Takawiri
(Recomendación musical: Hapo Zamani de Miriam Makeba. Enlace al final del relato)
Takawiri no aparece en los mapas. Es una de las 2.000 pequeñas islas del Lago Victoria que abraza las costas de Ruanda, Kenia y Tanzania. Aunque pertenece a Kenia, cualquiera que pusiera un pie allí pensaría que está en el Caribe. Su playa de arena blanca está salpicada de cocoteros y una decena de cabañas de lujo se sitúan en una hilera perfecta en primera y única línea de playa. La otra parte de la isla es otra historia. Hay un poblado de pescadores lúos, una de las etnias predominantes de Kenia, que viven del azar que lo depara el lago.
La vida es relativamente sencilla en el poblado. Al amanecer, las mujeres, ataviadas con ropas multicolor y portando cubos en la cabeza, acuden a la orilla del lago en busca de pescado, también se dedican a secar la pesca del día anterior en unas redes que descansan sobre la playa, no la de lujo, la otra. Los hombres duermen, ya que han pasado la noche pendientes de las grandes redes que a veces salen rebosantes de pescado pero otras vuelven vacías, dependiendo de los caprichos del Victoria. Algunos nativos trabajan en el resort de lujo, donde desembarcan cientos de turistas, los únicos mzungu (hombre blanco en swahili) que se ven por allí.
Solo se puede acceder a la isla después de navegar durante una hora en una pequeña barca. El paisaje mientras tanto está salpicado de otras islitas mínimas, algunas de ellas solo pobladas por aves y reptiles, otras más turísticas o con población local que vive también de las aguas del lago, el segundo más grande del mundo.
El último grupo de turistas de la temporada llegó en una barca a motor con capacidad para unas treinta personas. La barca estaba comandada por un lúo de unos 40 años, de aspecto sereno, con los ojos enormes y una sonrisa que no lo cabía en la cara. El trayecto fue tranquilo y la isla los deslumbró desde que la pudieron ver a lo lejos. En la orilla les esperaba el dueño e hijo del constructor de aquel resort. Un tipo enorme, de ascendencia hindú que había dedicado su vida a realizar el sueño de su padre. Con un porte casi de realeza, esperaba el desembarco de los recién llegados a sus dominios. A pesar de la artificialidad de la pose, enseguida abrazó al lúo, y recibió a los turistas con una sonrisa, e incluso abrazos a quienes se dejaban.
Mientras los turistas se instalaban y los empleados del resort preparaban la hoguera que encenderían por la noche en la playa, el lúo y el hindú charlaron animadamente sentados en la orilla, frente a la barca. Parecían amigos. Sus risas resonaban de pronto y de nuevo la charla seguía animada. Pasaron unos veinte minutos hasta que el lúo se levantó y se dirigió a su barca. Hasta mañana, le dijo. Pero el hindú quería seguir hablando. Ahora que había concluido la construcción y que el hotel funcionaba, ahora que por fin había realizado el sueño de su padre, se daba cuenta de que necesitaba encontrar su propósito, su sueño. Estaba pensando en vender la isla e irse lejos, a empezar de cero. El lúo escuchó atento y sin mediar palabra se subió a la barca.

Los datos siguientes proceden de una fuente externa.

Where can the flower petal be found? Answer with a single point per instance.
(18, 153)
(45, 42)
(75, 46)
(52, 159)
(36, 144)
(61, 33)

Desde ella, lo miró con cierta tristeza, pero sin rencor. Mientras la isla se empequeñecía en la distancia, el lúo recordó cómo su abuelo tuvo vendérsela a aquella familia que había ido ascendiendo en la escala social por encima de los propios africanos para transformarla en el resort que era hoy. Pese a todo, el lúo no se sintió mal, más bien al contrario. Él podía vivir tranquilo porque no necesitaba más que las aguas del Victoria para ser feliz.